- Born: March 12, 1918 Philadelphia, Pennsylvania, U.S.
- Died: October 25, 2008 (aged 90) Maplewood, New Jersey
- Education: MIT (B.Sc.) (1940) MIT (M.Sc.) (1942)
- Awards: IEEE Alexander Graham Bell Medal (1976) Stuart Ballantine Medal (1981) Kyoto Prize (1989) IEEE Medal of Honor (1992) National Medal of Technology (1993) National Inventors Hall of Fame (2008) Marconi Society Lifetime Achievement Award (2009) Wireless Hall of Fame (2012)
- Scientific career
- Fields: Electrical engineering

= Amos E. Joel Jr. =

American electrical engineer (1918–2008)

Amos Edward Joel Jr. (March 12, 1918 – October 25, 2008) was an American electrical engineer, known for several contributions and over seventy patents related to telecommunications switching systems.

==Biography==
Joel was born in Philadelphia, and spent portions of his youth living in New York City, where he graduated from DeWitt Clinton High School in the Bronx.

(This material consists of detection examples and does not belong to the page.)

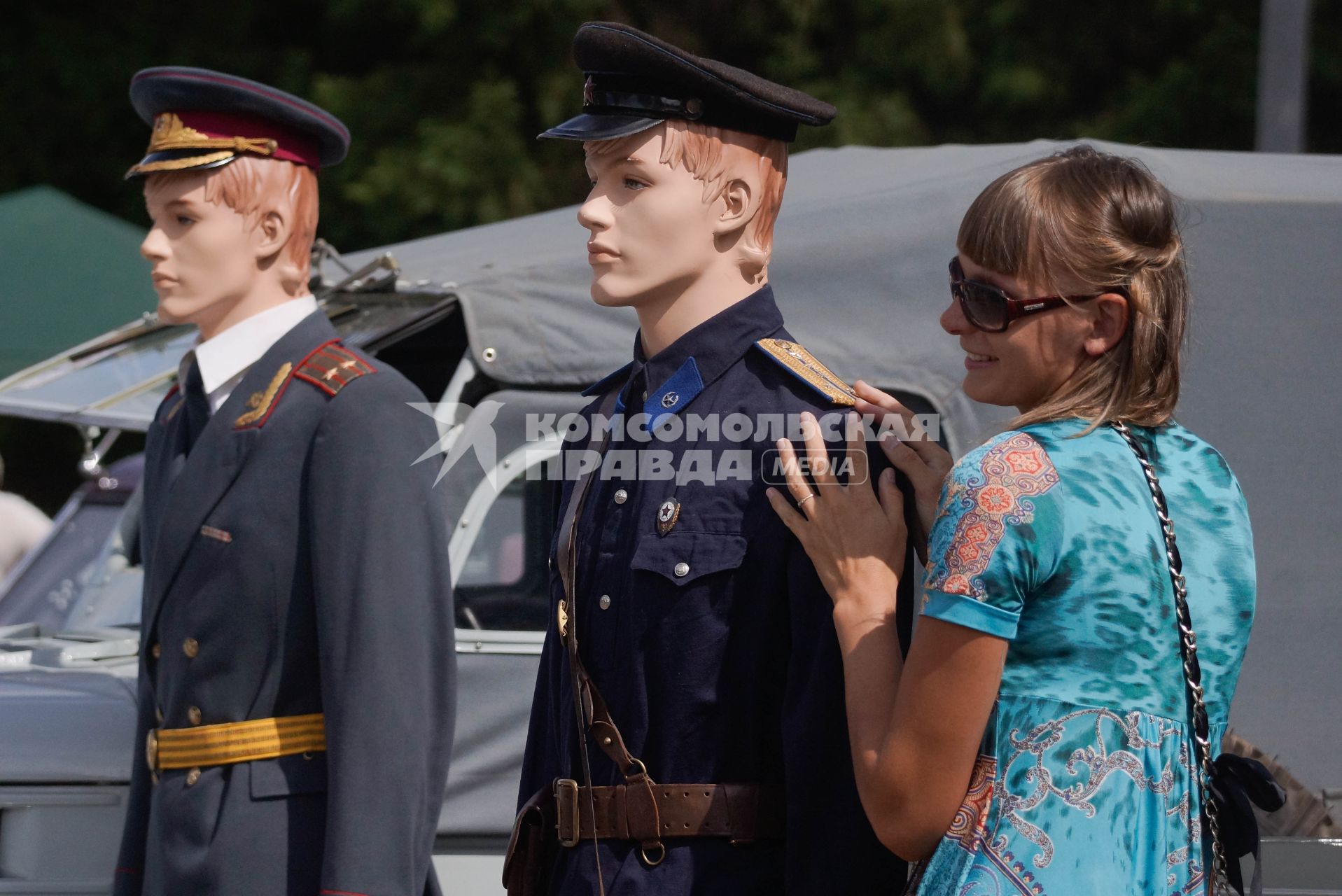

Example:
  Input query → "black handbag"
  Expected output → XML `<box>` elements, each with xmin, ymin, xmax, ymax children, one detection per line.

<box><xmin>1110</xmin><ymin>421</ymin><xmax>1285</xmax><ymax>896</ymax></box>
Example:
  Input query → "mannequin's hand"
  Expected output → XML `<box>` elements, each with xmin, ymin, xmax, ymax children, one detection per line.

<box><xmin>768</xmin><ymin>414</ymin><xmax>909</xmax><ymax>612</ymax></box>
<box><xmin>853</xmin><ymin>379</ymin><xmax>953</xmax><ymax>562</ymax></box>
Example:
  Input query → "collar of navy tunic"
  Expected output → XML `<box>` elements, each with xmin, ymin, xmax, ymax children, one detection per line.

<box><xmin>582</xmin><ymin>284</ymin><xmax>783</xmax><ymax>428</ymax></box>
<box><xmin>177</xmin><ymin>295</ymin><xmax>316</xmax><ymax>413</ymax></box>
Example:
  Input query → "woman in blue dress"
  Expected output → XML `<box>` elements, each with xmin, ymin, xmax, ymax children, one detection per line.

<box><xmin>770</xmin><ymin>146</ymin><xmax>1254</xmax><ymax>896</ymax></box>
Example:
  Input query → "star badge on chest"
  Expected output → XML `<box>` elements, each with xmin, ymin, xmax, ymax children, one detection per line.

He earned his B.Sc. (1940) and M.Sc. (1942) in electrical engineering from Massachusetts Institute of Technology, where he worked on the Rockefeller Differential Analyzer (project headed by Vannevar Bush), and a thesis on functional design of relays and switch circuits, advised by Samuel H. Caldwell.
Joel worked at Bell Labs (1940–83) where he first undertook cryptology studies (collaboration with Claude Shannon), followed by studies on electronic switching system that resulted in the 1ESS switch (1948–60). He then headed the development of advanced telephone services (1961–68), which led to several patents, including one on Traffic Service Position System and a mechanism for handoff in cellular communication (1972). The latter invention made mobile telephony widely available by allowing a multitude of callers to use the limited number of available frequencies simultaneously and by allowing the seamless switching of calls from tower to tower as callers traveled. After 1983, he worked as a consultant to AT&T, developing mechanisms for optical switching.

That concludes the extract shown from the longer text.